PC Perspective
- Website type: Technology website
- Available in: English
- Owner: PC Perspective Publications LLC
- Website: pcper.com
- Commercial: Yes
- Registration: Optional
- Launched: 2004
- Current status: Active

= PC Perspective =

PC Perspective (often shortened to PCPer) is a web site dedicated to news and reviews of personal computing and gaming hardware. PC Perspective specializes in hardware that is most relevant to home users and enthusiasts. The site also has an active online community, a weekly podcast, and founder Ryan Shrout was the co-host of TWiT.tv's This Week in Computer Hardware.

== History ==
PCPer was founded by Ryan Shrout in 2004. Shrout previously ran the AMD motherboard centric Amdmb.com, Athlonmb.com, and K7M.com websites.

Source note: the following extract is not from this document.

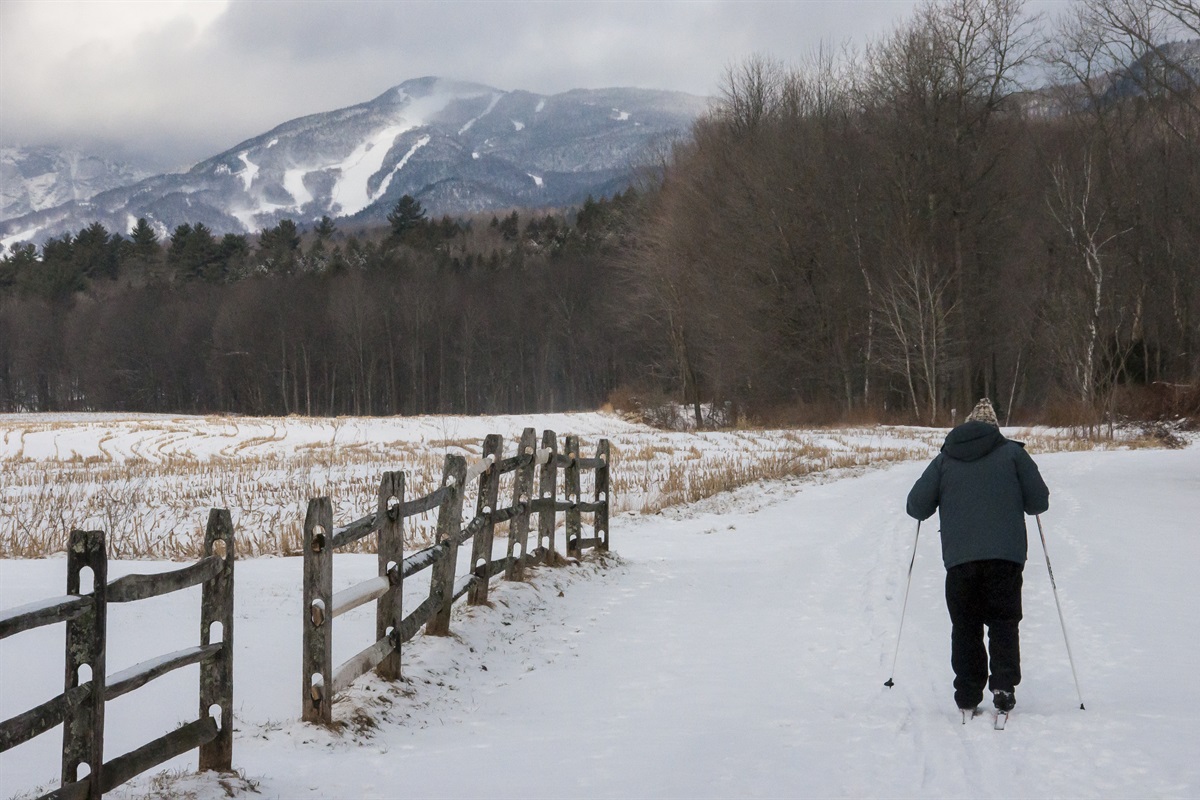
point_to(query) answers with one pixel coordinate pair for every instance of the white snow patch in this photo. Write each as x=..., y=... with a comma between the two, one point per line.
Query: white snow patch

PC Perspective was originally located at pcperspective.com, but quickly moved to pcper.com.

==Content==
The PCPer website publishes news and reviews of consumer computing and gaming hardware, which has been highlighted in Forbes, PC World, Ars Technica, and Anandtech. At the editor's discretion, products with exceptional reviews may be given Silver, Gold, or Editor's Choice awards. PCPer has also been noted for purchasing professional level products in order to infer the performance of consumer products based on the same microarchitecture, and livestreaming benchmarking of new products.

The PCPer website also hosts a leaderboard of suggested components for computers at various price points.

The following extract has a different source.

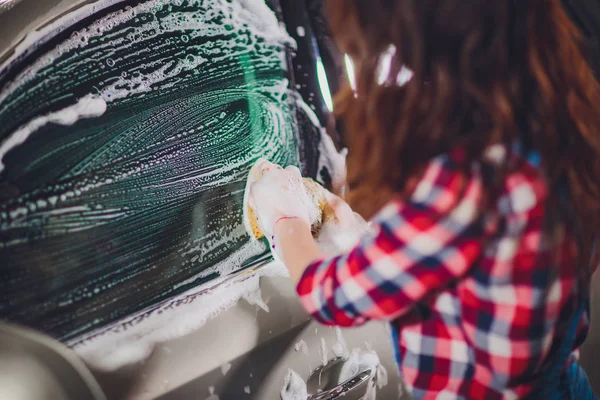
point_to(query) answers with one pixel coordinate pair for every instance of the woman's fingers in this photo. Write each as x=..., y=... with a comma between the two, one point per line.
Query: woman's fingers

PCPer also partnered with Polygon in 2016 on the construction and evaluation of computers for virtual reality gaming.

Due to consulting done by some PCPer staff on products, some PCPer reviews include disclosure statements describing the consulting and review relationship and any potential conflict of interest. With the departure of PCPer staff involved in private consulting and the transfer of ownership on January 1, 2019 to individuals not involved in any form of private consulting, the PCPer review disclosures statements have remained under the justification of providing readers with relevant information about published reviews.

=== Podcasts ===
PCPer hosts a weekly podcast discussing the weeks technology news and reviews. Video podcasts have been produced since at least 2010, with a successful Indiegogo fundraising campaign supporting production equipment. PCPer also began in July 2017 to host a weekly video series answering reader's questions, after reaching a set support level on Patreon.

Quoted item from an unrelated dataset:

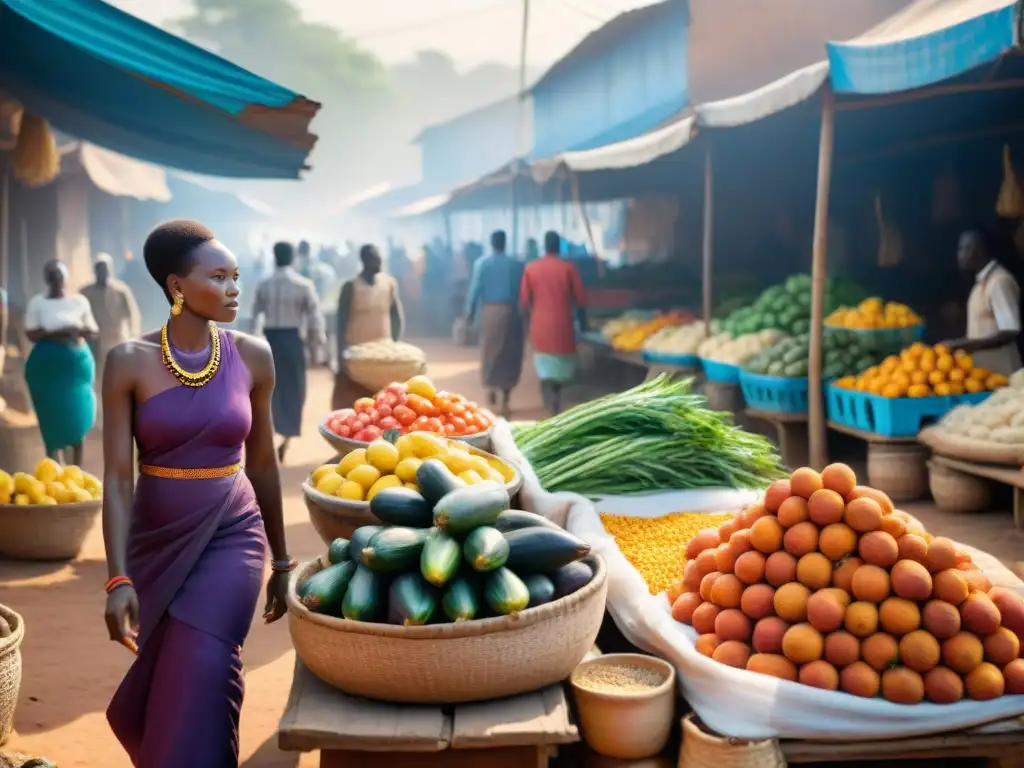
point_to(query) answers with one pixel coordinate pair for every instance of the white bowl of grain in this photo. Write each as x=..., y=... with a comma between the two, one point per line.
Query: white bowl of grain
x=626, y=702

Ryan Shrout was the regular co-host of TWiT.tv's This Week in Computer Hardware with Patrick Norton with other PCPer editors co-hosting as-well. Sebastian Peak took over co-hosting duties when Shrout went on to work for Intel.

==Ryan Shrout==
Founder Ryan Shrout is also a consultant, analyst for MarketWatch and contributor to EE Times, and CNBC, and other publications; often discussing technology related news. Shrout has also co-hosted The Tech Analysts podcast, discussing technology topics, with Patrick Moorehead since 2017.

In October 2018, Shrout announced he would leave PCPer and join Intel as the company's Chief Performance Strategist, later leaving Intel in 2023 to lead the technical marketing company Signal65.